To give more away would ruin the plot, but all the other reviews of this must give some idea of how strong this is as a production. Would stand well with the rest of the Doctor Who universe and beyond.
on 13 February 2015
Excellent audio adventure
of all the big finish audios I have listened to and I've listened to quite a few this is by far the best one the atmosphere is excellent the acting is superb and it was genuinely quite creepy this is one of paul mcgann and india fishers best performancees
1 of 2 people found the following review helpful
on 14 September 2007
The title of this Big Finish audio adventure is a pun on the title of Welles' 1965 masterpiece based on a larger-than-life character from Shakespeare's Henry IV. This is highly fitting as it is a larger-than-life adventure and one of the best Doctor Who original audio dramas made by Big Finish so far.
The (Eighth) Doctor and his companion Charley Pollard arrive in a mysterious house where the scullery maid promptly appears to drown herself. What begins as a seemingly straightforward 'whodunnit' becomes a creepy and claustrophobic foray into the recesses of Charley's mind and both of the travellers' sanity.
Moody, spine-tingling and well-acted, this is a real tour-de-force and one of the best Big Finish audio dramas to date.

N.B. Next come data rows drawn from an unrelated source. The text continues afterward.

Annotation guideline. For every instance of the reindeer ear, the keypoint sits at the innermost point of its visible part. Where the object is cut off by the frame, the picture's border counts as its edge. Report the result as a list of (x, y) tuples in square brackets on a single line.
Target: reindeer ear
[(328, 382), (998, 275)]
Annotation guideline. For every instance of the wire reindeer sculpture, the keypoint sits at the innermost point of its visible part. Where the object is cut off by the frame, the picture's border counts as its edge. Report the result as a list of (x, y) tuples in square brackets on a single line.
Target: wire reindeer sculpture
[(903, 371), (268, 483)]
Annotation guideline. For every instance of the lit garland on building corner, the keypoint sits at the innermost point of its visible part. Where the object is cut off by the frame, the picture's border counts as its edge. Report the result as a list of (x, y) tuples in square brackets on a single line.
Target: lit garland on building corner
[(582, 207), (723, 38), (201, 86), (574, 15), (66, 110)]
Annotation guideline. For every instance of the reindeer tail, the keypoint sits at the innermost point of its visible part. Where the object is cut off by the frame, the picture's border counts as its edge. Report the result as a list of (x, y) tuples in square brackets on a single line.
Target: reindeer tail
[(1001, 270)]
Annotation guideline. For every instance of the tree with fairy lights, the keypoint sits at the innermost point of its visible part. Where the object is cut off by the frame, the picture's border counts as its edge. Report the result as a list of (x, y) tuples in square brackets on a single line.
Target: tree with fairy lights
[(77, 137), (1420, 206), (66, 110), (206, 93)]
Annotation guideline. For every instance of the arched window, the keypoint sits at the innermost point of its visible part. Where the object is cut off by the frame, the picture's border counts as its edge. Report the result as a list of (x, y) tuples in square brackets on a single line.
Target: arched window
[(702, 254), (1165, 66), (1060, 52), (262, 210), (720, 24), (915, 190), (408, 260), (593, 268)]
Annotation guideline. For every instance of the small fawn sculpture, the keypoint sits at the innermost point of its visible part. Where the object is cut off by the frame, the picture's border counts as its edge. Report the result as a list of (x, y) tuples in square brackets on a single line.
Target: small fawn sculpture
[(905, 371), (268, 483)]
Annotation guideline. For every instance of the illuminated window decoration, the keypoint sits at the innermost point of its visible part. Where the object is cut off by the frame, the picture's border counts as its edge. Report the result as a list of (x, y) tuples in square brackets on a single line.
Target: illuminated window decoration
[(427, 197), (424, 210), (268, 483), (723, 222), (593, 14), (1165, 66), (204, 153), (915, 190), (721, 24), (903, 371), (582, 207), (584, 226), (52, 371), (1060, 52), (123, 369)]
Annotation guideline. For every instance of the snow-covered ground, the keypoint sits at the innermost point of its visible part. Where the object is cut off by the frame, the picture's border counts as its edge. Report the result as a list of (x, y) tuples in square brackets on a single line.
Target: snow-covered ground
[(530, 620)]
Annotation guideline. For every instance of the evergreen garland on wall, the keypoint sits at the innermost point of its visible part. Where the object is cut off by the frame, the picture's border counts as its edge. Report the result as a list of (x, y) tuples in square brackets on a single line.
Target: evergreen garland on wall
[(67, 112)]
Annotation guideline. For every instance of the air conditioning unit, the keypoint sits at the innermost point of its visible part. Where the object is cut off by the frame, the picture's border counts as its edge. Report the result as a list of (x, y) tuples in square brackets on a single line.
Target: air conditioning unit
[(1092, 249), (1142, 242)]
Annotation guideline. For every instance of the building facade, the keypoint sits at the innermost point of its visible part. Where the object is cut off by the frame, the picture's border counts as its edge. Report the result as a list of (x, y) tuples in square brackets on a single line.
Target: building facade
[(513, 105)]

6 of 14 people found the following review helpful
on 30 August 2004
Now i made a pact to myself that i would not rate an audio drama 5 stars in the possibility that there will be one better and i'd be incapable of rating it higher. This one, The Chimes of Midnight by Robert Shearman (who is writing for the 2005 series, yahoo!), pushed me. At least the first three parts did. Part one is brilliant, really pushing your nerves to the limit and throwing an infinite number of questions at you like any self-respecting Who story should, and part two...well, it really is up there with the best of cliffhangers ever. I can't spoil any of the plot, because its so twisted and mind-warping that when it finally unravels you'll be blown away. Paul McGann is excellent, Charley is good and the supporting cast, especially Lennox Graves as Shaughnessy, all shine.
Ah, you're saying, all this about 5 stars and yet hes given it four. The reason for this is the tying of the plot into the ongoing story of Charley. If you haven't heard Storm Warning then you will not understand some of this, and this is a shame because it takes away from the overall originality of the whole endeavour, and therefore doesn't stand as brilliant on its own: it needs at least Storm Warning to back it up. So only four stars.
However, if you have heard Storm Warning and know the sub story regarding Charley's existence, then this is classic. Utterly brilliant.